私がこの早慶戦を終えて思ったのが、縦のつながりの大切さ、そういうものが力になると思いました。なので、縦のつながりや横のつながり、団結力をもっともっと高めれば全日本優勝はできると思います。

――そういったつながりが、きょうの応援のように生きてくるのでしょうか

はい。早慶戦に関しては応援が50%くらいだと思っています。試合50%、応援50%くらいかと。それを考えると、試合に出ている選手だけじゃなくて、見ている選手も同じ気持ちで早慶戦に臨むような、そういう気持ちでいかないと絶対勝てないと思うので、そこは大事だと思います。

――どのような声援が聞こえてきましたか

「直道、気合い入れろ」とか、「強気でいけ」とか。自分が技を打ったときに、おお!って声が聞こえて、とてもやりやすかったです。

――主将として過ごしたこの一年間を振り返って

四年間を通して一番つらい一年間だったんですけど、一番やりがいがあって、すごく楽しい一年でもありました。

――これで引退となります

勝ってすごく気持ちよく引退できるので、悔いはないです。

森本翼副将(社4=京都・龍谷大平安)

――ご自身の試合を振り返っていかがですか

内容は正直あまり良くなかったのですが、勝てたのでひとまず良かったと思います。

――森本選手がもし負けたら、早大が勝ち数で並ばれてしまうという場面での登場になりました

前の試合を見ていて思ったのが、(早大の)レギュラークラスが結構対策されているなってことだったのでおそらく自分も対策されていると思ったので、自分らしくいくことよりも着実に勝つということを意識していました。

――後半は勝ち数で慶大に迫られ手に汗握る展開となりました

すごいひやひやしながら見ていたのですが、大将戦になった時はもう勝つか負けるかというよりも、直道(小林主将)が頑張ってきたのを私もずっと見てきたのでそれを信じるだけでした。

――チームとしては本大会いかがでしたか

4年生は特に最後になるので、絶対悔いはないようにしようって話していてそれはひとまず達成できたかなと。

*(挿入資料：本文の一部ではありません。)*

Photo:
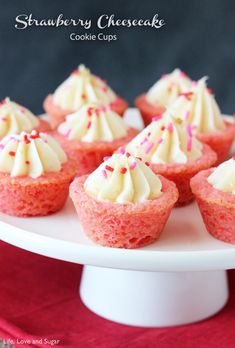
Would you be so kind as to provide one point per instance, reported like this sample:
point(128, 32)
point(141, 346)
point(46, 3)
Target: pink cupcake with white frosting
point(198, 108)
point(162, 94)
point(91, 133)
point(171, 149)
point(215, 194)
point(15, 118)
point(123, 204)
point(80, 88)
point(35, 174)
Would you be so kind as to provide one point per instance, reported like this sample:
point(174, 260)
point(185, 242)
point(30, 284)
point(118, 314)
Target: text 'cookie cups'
point(198, 108)
point(214, 190)
point(15, 118)
point(123, 204)
point(90, 134)
point(35, 175)
point(171, 149)
point(162, 94)
point(80, 88)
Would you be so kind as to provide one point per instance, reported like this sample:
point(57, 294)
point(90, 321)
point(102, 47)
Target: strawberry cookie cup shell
point(89, 155)
point(181, 174)
point(24, 196)
point(57, 115)
point(148, 110)
point(44, 126)
point(220, 141)
point(217, 207)
point(119, 225)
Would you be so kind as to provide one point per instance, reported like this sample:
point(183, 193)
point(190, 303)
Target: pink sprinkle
point(149, 147)
point(90, 111)
point(182, 74)
point(122, 150)
point(187, 115)
point(156, 118)
point(170, 127)
point(189, 130)
point(133, 165)
point(143, 141)
point(103, 108)
point(104, 173)
point(114, 103)
point(189, 144)
point(68, 133)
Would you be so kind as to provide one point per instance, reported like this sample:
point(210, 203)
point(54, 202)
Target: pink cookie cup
point(119, 225)
point(44, 126)
point(89, 155)
point(217, 207)
point(220, 141)
point(148, 110)
point(24, 196)
point(181, 174)
point(57, 115)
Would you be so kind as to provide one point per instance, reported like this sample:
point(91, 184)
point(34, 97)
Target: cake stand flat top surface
point(184, 244)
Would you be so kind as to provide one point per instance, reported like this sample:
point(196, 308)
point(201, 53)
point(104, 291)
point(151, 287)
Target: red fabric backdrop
point(39, 300)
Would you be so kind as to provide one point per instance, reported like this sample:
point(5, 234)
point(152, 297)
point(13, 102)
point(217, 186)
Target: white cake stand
point(178, 280)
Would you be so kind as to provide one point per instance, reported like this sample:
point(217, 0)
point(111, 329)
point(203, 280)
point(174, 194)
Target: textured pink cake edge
point(181, 174)
point(217, 207)
point(90, 155)
point(25, 197)
point(123, 225)
point(220, 141)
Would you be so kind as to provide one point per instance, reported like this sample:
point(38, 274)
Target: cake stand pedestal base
point(153, 299)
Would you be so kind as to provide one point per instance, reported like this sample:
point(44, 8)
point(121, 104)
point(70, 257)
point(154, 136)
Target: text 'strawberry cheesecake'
point(172, 151)
point(162, 94)
point(80, 88)
point(123, 204)
point(215, 194)
point(35, 175)
point(15, 118)
point(90, 134)
point(199, 108)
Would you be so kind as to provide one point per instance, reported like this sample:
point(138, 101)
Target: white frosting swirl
point(123, 179)
point(166, 90)
point(199, 108)
point(82, 87)
point(223, 177)
point(32, 154)
point(15, 118)
point(93, 122)
point(166, 140)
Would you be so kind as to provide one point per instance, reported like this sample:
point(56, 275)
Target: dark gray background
point(199, 37)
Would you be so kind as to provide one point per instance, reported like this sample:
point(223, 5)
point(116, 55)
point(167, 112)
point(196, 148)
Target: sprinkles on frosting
point(187, 95)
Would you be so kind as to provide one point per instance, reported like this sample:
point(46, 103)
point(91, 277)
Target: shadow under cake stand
point(178, 280)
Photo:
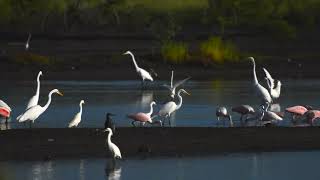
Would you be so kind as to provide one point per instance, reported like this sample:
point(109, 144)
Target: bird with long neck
point(34, 112)
point(145, 75)
point(261, 92)
point(77, 118)
point(170, 107)
point(144, 117)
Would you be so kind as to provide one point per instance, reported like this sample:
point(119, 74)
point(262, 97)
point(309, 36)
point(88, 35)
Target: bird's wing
point(31, 114)
point(180, 82)
point(5, 105)
point(145, 74)
point(33, 101)
point(75, 121)
point(269, 77)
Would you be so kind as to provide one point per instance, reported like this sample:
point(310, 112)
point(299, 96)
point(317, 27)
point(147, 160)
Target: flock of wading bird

まあ不完全燃焼のやつもなかにはいるかと思うのですが、結果として勝つことができました。そのことはみんな良かったと思っていると思います。

――ご自身の試合が直後に控えていても、チームメートを熱く応援する姿も印象的でした

そうですよね(笑)。自分としても早慶戦において応援はすごく大事だと思っていて、応援が占める重要な位置があると思っていたので死ぬ気で応援だけはやりました。

――慶大は、先日の関東大会(関東学生優勝大会)で勝ち、全日本で負けた相手ですが、特別な意識はありましたか

私自身はあまりなかったです。どこと当たっても自分のできるベストをやろうという意識だったので。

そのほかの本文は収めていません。